Wedding bells! You've gotten exactly what you thought you wanted. It's perfect. You're at the place of "He Is" by Heather Headley.
Time goes by, and you've moved past infatuation and the newlywed phase. Good news! You're still committed: Anita Baker's "Giving You the Best that I Got."
A few babies come. You're both working and your time for each other is limited. One day you look up and realize something's missing. You want to work it out, but he's not cooperating. He's put up a wall. Or maybe you don't really want to work it out for real because you may not want what you once thought you wanted. The only thing holding you together is not wanting to devastate the children, but after a while, the stress is too much for you, and you go there. You tell him "Go!" or maybe you pack and go. Whatever, your message to him is Laura Izibor with the final decision, "Don't Stay."
If you're both mature, the break up is painful but you don't back out. Now you're at ether "I will Survive" by Gloria Gaynor or "On My Own" by Patti LaBelle and Michael McDonald, depending on how the break-up went down.
You weep a bit. Nurse your wounds, and then it dawns on you that you are free! So, off you trot hot as "Life of the Party" by Prince!
WOW! Look at you. You're on fire.

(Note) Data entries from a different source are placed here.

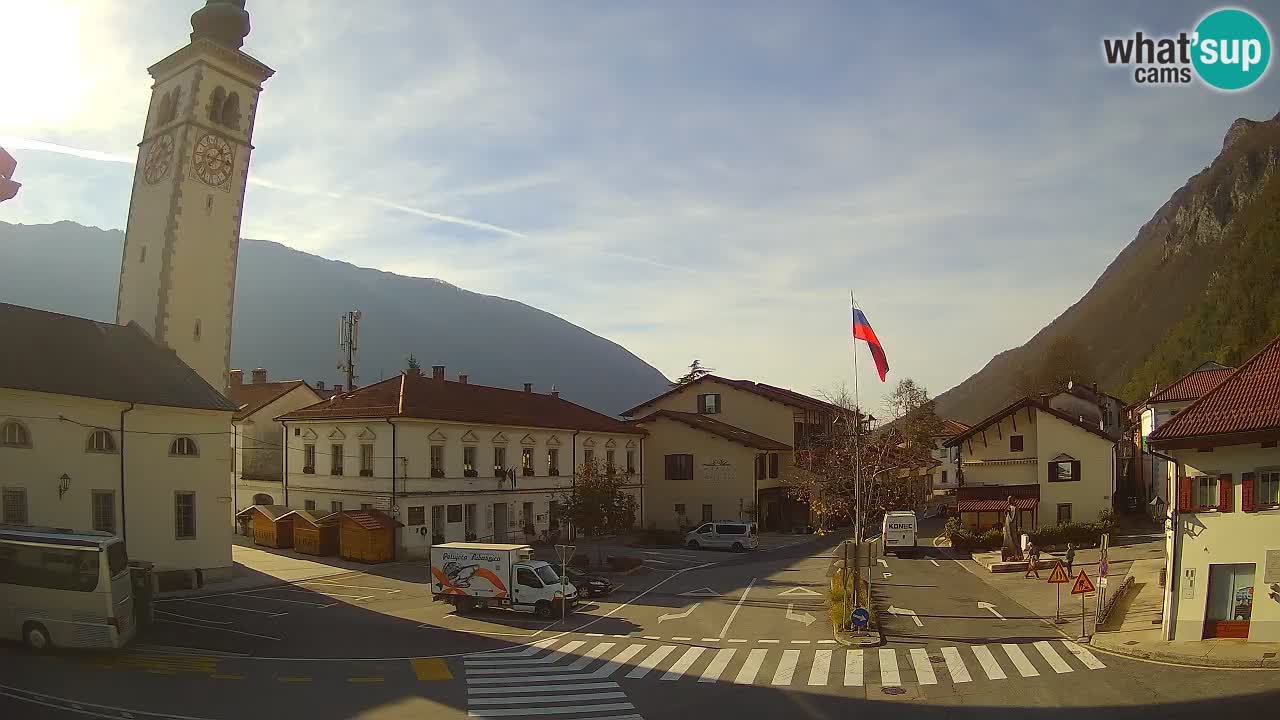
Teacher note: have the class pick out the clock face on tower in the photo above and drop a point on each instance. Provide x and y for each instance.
(211, 160)
(155, 167)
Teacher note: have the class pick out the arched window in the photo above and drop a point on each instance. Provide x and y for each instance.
(215, 104)
(100, 441)
(231, 110)
(14, 434)
(183, 446)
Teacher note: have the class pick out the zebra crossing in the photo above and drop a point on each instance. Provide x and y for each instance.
(556, 677)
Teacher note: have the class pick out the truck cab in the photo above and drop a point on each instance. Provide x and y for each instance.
(476, 575)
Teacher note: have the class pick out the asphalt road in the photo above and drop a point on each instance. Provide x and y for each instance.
(716, 634)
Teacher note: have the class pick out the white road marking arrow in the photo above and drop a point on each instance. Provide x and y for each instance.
(905, 611)
(799, 616)
(679, 615)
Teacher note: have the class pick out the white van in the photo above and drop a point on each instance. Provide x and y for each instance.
(737, 537)
(899, 532)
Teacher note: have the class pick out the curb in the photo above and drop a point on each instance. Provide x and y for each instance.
(1179, 659)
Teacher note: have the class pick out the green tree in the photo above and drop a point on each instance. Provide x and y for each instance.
(695, 370)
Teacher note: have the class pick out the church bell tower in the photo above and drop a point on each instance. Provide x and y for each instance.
(182, 240)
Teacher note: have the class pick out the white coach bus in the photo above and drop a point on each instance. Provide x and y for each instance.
(65, 588)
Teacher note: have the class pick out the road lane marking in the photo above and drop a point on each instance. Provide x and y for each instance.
(786, 668)
(1083, 655)
(219, 629)
(955, 665)
(988, 662)
(717, 665)
(750, 668)
(544, 688)
(854, 668)
(888, 668)
(923, 669)
(618, 661)
(736, 607)
(617, 695)
(648, 664)
(565, 710)
(821, 668)
(432, 669)
(544, 660)
(1024, 666)
(684, 664)
(1052, 657)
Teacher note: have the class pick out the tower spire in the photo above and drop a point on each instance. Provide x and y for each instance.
(225, 22)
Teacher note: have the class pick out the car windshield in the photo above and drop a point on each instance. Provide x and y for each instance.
(547, 574)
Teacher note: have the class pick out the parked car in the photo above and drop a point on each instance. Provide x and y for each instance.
(737, 537)
(588, 583)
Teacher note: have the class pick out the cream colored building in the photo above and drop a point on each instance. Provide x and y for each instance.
(257, 438)
(1224, 520)
(68, 388)
(725, 447)
(1057, 468)
(449, 459)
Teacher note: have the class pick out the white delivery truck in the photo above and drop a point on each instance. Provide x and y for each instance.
(899, 532)
(474, 575)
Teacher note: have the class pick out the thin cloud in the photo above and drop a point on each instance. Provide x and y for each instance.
(41, 146)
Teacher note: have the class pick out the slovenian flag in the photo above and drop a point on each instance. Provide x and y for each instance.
(863, 331)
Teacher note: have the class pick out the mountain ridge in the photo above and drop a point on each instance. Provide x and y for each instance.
(288, 304)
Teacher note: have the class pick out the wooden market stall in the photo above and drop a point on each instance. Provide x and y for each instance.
(272, 525)
(368, 536)
(315, 533)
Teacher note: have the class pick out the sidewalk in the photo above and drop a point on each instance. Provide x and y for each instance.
(257, 568)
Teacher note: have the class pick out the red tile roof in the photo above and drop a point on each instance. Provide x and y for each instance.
(1192, 386)
(251, 397)
(772, 392)
(1248, 401)
(717, 428)
(419, 396)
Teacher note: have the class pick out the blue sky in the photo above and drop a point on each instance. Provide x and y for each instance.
(690, 180)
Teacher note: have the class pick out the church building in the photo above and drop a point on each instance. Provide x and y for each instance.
(126, 427)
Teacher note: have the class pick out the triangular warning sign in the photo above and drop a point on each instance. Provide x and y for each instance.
(1082, 584)
(798, 589)
(1059, 574)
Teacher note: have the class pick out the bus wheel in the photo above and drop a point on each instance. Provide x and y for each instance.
(36, 637)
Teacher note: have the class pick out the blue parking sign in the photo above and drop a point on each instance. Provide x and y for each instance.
(859, 618)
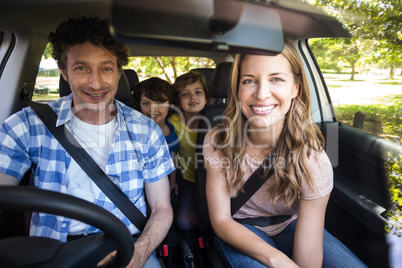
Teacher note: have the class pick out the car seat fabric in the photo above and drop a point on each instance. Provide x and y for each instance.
(211, 115)
(123, 93)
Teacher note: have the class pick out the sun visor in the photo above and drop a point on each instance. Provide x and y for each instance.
(220, 25)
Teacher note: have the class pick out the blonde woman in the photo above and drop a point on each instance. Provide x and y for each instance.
(269, 112)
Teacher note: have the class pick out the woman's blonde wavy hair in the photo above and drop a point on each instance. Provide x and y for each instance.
(299, 137)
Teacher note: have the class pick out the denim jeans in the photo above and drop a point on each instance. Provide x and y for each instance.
(335, 253)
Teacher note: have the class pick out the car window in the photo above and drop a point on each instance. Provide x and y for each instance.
(366, 94)
(168, 68)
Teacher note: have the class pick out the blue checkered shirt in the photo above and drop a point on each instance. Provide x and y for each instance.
(139, 155)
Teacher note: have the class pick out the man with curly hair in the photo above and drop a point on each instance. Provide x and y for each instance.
(127, 145)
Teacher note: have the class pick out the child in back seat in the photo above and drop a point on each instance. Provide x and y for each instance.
(191, 95)
(153, 97)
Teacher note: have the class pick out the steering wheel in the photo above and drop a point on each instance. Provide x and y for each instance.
(47, 252)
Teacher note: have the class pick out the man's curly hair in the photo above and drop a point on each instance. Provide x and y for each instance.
(78, 31)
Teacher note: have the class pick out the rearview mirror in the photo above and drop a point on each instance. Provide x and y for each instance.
(220, 25)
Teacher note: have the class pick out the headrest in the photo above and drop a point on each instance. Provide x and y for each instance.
(132, 78)
(123, 90)
(207, 72)
(220, 80)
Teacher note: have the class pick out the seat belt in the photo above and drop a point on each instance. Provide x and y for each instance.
(251, 186)
(90, 167)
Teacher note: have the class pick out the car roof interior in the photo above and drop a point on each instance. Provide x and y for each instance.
(154, 37)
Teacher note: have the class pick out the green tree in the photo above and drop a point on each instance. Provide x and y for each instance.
(168, 68)
(373, 20)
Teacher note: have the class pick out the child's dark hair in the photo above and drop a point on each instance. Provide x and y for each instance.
(155, 89)
(186, 79)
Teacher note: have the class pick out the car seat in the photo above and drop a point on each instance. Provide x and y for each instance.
(211, 115)
(123, 93)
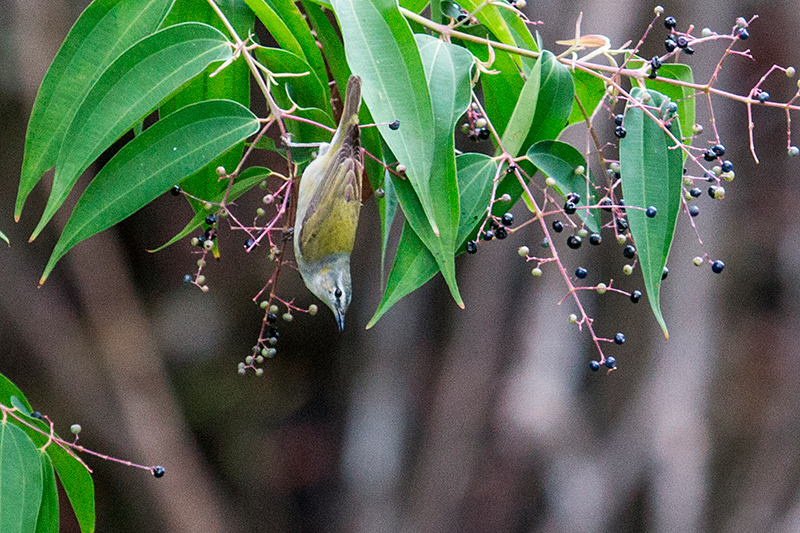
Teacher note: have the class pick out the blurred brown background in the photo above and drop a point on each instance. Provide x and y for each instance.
(437, 420)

People keep trying to date you. Some even want to marry you. So, you take a break for awhile to reflect on your relationships. Is it possible you're heading toward the same flat life of settling that was your marriage? Some of these guys are not what you want at all. See Jill Scott's "Whenever You're Around." You sigh, "Been there, done that" and ask yourself, "What do I really want?"
Time is running out, people suggest. But you'd rather not be bothered at all than to deal with game playing and casual dating anymore. If you're going to have a relationship, then you want the whole meal, not just the chocolate chip cookie. That's you in "Come Right or Not at All" by Phyllis Hyman. You'd give your all to the right one, but damn it! Finding the right one takes more time and energy than you'd care to expend on something as unnecessary as a mate.

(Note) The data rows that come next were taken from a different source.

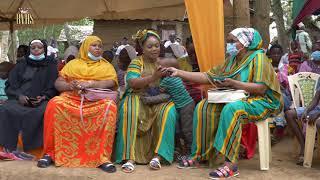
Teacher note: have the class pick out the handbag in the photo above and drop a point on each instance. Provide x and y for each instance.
(223, 95)
(96, 94)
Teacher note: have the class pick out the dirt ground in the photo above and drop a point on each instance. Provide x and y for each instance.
(282, 167)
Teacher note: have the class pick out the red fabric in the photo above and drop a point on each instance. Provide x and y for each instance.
(249, 139)
(73, 143)
(309, 7)
(194, 91)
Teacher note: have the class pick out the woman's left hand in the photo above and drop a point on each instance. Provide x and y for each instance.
(230, 83)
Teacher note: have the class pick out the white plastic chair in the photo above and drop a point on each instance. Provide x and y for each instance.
(264, 142)
(303, 88)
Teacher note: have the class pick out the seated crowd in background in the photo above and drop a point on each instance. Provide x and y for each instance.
(41, 101)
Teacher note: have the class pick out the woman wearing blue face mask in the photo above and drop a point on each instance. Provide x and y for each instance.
(29, 87)
(313, 65)
(218, 127)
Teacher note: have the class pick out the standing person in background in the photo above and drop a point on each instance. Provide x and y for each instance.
(21, 52)
(5, 68)
(172, 40)
(53, 48)
(126, 55)
(304, 39)
(192, 55)
(115, 47)
(124, 43)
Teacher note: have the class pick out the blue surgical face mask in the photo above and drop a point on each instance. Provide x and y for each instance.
(94, 58)
(315, 56)
(37, 58)
(232, 49)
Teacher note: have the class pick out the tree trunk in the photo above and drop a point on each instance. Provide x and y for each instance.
(261, 20)
(278, 15)
(241, 16)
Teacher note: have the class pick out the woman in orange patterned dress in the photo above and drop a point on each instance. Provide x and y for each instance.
(69, 141)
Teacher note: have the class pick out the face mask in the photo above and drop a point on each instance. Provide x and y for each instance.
(37, 58)
(94, 58)
(232, 49)
(315, 56)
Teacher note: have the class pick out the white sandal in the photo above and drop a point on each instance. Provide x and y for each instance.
(155, 164)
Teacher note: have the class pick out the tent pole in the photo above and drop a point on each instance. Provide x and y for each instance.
(13, 60)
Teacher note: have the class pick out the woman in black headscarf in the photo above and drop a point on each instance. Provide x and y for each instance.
(29, 87)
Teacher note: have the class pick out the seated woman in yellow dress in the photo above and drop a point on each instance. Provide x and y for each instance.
(72, 141)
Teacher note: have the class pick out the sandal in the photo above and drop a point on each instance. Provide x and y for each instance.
(188, 164)
(155, 164)
(7, 156)
(128, 167)
(224, 173)
(108, 167)
(45, 161)
(300, 160)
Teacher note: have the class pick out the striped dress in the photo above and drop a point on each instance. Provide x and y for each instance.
(217, 127)
(144, 130)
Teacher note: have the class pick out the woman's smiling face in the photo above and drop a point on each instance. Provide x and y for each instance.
(96, 49)
(36, 49)
(151, 48)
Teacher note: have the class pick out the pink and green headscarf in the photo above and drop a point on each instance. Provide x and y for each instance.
(249, 37)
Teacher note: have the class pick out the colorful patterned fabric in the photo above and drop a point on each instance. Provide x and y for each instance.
(218, 126)
(174, 86)
(73, 143)
(248, 37)
(3, 95)
(144, 130)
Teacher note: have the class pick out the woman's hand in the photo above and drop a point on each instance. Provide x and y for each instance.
(312, 118)
(23, 100)
(159, 73)
(173, 72)
(230, 83)
(304, 116)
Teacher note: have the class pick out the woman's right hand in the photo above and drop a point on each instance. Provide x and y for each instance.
(23, 100)
(173, 72)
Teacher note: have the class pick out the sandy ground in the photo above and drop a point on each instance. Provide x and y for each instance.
(282, 167)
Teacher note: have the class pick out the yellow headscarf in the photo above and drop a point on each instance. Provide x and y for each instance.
(83, 68)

So, now you're 50 and to your surprise, men still knock on your door. You notice that sometimes you don't even bother to answer it because you're busy doing what you like and really don't care to be interrupted by what they like. Is it possible that you don't really want a relationship with all the required work after all? Maybe you never wanted that. Maybe you were just nudged in that direction because of a biological urge to procreate combined with media and societal messages to marry and produce a family. That's when it hits you. There is a perfect relationship for you after all at your age and for your temperament, some exclusivity without the chains, which means not walking down the aisle and saying "I do." It's "Live By Close, Visit Often" by K. T. Oslin. Ahh. It feels right. You understand now that you are the meal. A mate at your age would be a great chocolate chip cookie, especially if he brings his own milk, but if the cookie's not made to your liking, then abstaining works too.

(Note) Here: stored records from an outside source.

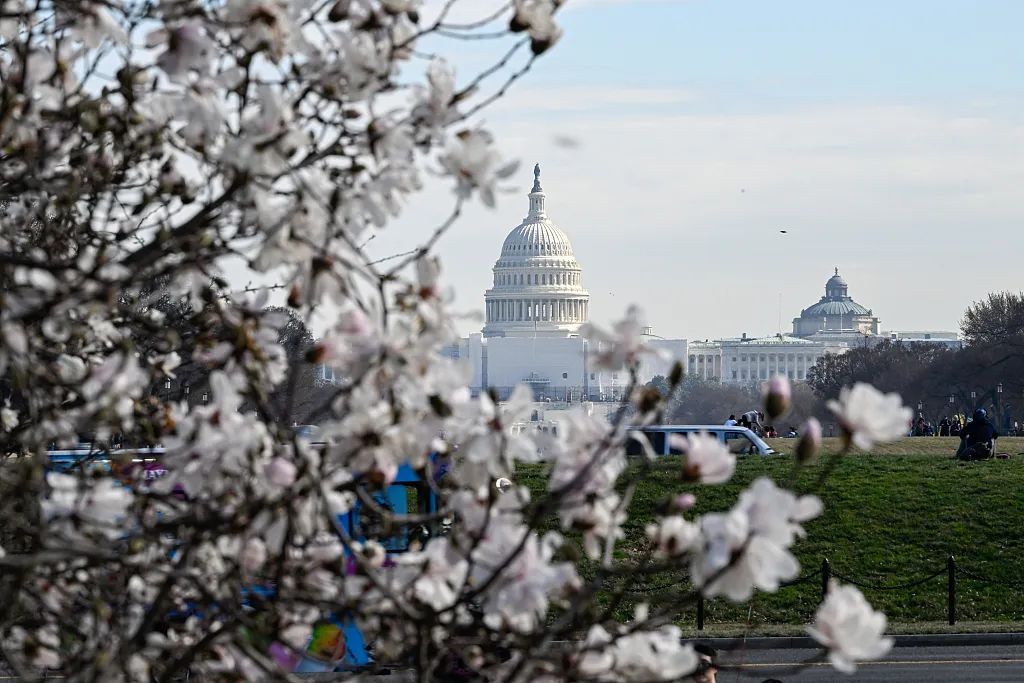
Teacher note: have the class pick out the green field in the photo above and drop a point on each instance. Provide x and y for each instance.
(891, 517)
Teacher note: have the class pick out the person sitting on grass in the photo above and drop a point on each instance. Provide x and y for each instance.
(977, 438)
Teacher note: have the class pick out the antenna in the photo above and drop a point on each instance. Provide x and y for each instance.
(780, 312)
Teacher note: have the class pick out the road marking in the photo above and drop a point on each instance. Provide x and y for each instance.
(914, 663)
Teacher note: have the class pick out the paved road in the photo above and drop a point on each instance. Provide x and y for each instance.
(985, 664)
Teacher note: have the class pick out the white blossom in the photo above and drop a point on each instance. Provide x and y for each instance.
(708, 459)
(868, 417)
(537, 16)
(253, 554)
(8, 417)
(188, 48)
(474, 162)
(281, 472)
(851, 630)
(749, 547)
(641, 655)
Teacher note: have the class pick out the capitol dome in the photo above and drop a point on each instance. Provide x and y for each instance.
(538, 284)
(836, 313)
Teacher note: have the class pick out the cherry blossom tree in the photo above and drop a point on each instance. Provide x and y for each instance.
(155, 141)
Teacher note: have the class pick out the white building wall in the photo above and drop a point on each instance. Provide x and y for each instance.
(556, 365)
(651, 366)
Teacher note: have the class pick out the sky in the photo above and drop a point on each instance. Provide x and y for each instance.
(887, 138)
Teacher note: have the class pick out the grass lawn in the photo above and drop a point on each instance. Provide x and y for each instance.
(890, 517)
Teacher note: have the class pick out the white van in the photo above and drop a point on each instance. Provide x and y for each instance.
(739, 439)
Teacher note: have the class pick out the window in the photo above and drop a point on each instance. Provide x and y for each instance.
(739, 443)
(635, 446)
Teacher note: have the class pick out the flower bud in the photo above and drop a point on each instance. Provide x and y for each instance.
(777, 396)
(683, 502)
(281, 472)
(810, 440)
(253, 555)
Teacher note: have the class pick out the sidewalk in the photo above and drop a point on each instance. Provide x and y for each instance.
(923, 640)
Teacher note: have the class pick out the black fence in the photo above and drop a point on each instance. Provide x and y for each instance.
(825, 572)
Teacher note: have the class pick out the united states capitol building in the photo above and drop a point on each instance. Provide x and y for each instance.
(535, 308)
(537, 304)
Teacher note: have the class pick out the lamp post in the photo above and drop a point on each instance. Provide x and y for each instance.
(998, 401)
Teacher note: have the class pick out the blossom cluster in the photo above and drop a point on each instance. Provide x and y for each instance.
(150, 152)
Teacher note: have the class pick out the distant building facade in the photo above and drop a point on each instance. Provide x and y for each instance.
(749, 359)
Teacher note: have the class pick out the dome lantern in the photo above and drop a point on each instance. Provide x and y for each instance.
(538, 288)
(836, 313)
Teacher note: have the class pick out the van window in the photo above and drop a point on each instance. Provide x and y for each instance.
(656, 438)
(739, 443)
(673, 450)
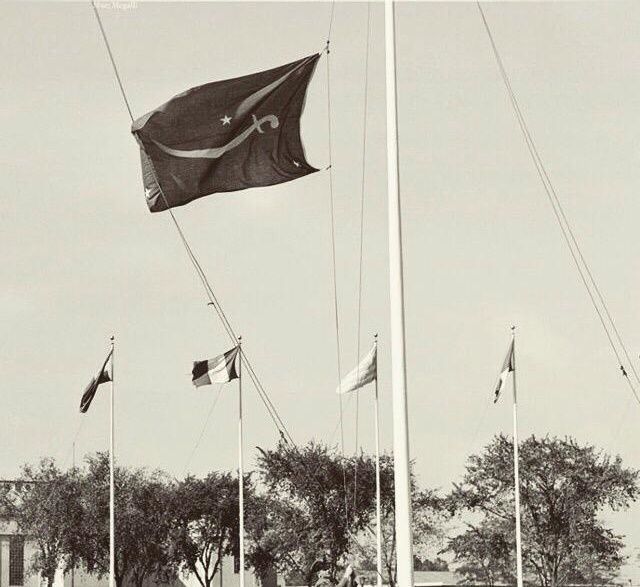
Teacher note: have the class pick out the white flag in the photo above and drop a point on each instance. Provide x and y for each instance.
(364, 373)
(508, 366)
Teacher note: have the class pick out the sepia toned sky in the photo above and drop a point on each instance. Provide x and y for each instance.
(84, 259)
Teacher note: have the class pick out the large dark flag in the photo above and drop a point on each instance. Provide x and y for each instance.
(90, 391)
(225, 136)
(220, 369)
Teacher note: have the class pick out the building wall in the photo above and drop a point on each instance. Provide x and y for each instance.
(9, 578)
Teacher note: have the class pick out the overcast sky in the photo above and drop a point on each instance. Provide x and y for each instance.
(84, 258)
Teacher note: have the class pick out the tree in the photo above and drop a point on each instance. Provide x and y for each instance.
(205, 523)
(318, 486)
(428, 517)
(141, 525)
(271, 537)
(330, 512)
(485, 553)
(45, 504)
(563, 488)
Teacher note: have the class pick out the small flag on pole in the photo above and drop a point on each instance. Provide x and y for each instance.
(508, 366)
(90, 391)
(221, 369)
(364, 373)
(225, 136)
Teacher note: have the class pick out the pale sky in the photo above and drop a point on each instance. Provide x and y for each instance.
(84, 258)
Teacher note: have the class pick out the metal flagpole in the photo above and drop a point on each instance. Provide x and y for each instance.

One morning, you're stretching before your first cup of coffee, and what do you know? The phone rings. It's your "male" friend that you've been spending more time with, and you've got that warm fuzzy feeling you thought you'd never have again. Are you healed? Suddenly you know that you're really free to give someone what you never could before, the best of your love. You can do this because now you know yourself well enough to know exactly what your best love is. Go, Emotions!